For gradient estimation in RLHF, the expectation over $\Yb_n$ in the RB gradient formula requires computing gradients through this expectation.

Empirical evaluation on a sentiment-controlled fine-tuning task (GPT-2 IMDB) confirms the theoretical advantages. The RB estimator demonstrates significantly lower standard deviation and greater stability compared to MC and the tested control variate estimator, especially on challenging or adversarial prompts where other methods exhibit high variance. When used in the RLHF training loop (specifically with the RLOO algorithm), the RB gradient estimator leads to more stable training runs and produces models that appear more frequently on the Pareto frontier balancing reward maximization and KL divergence minimization. This suggests that reducing variance in KL estimation improves the reliability and effectiveness of KL-constrained optimization methods.

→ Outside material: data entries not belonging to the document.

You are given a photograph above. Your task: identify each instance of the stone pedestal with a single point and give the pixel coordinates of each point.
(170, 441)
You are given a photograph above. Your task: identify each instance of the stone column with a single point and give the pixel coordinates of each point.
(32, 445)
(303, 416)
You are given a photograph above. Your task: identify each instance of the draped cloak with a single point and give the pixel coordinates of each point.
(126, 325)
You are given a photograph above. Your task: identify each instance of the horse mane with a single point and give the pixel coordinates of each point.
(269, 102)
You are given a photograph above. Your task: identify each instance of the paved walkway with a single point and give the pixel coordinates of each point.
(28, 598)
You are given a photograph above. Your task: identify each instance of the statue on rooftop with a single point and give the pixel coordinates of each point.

The paper also briefly discusses off-policy KL estimation using importance sampling and notes a common deviation in trust-region RL algorithms like PPO, where a specific biased estimator related to a Bregman divergence is used, cautioning against naive application of RB to this biased estimator.

In summary, the paper provides a theoretically sound and empirically validated Rao--Blackwellized estimator for KL divergence and its gradient between LLMs. This estimator offers guaranteed variance reduction over standard Monte Carlo methods without added computational overhead, leading to more stable and reliable estimates and improved performance in applications like RLHF. The work highlights a practical improvement for tasks requiring KL divergence estimation in the context of LLMs.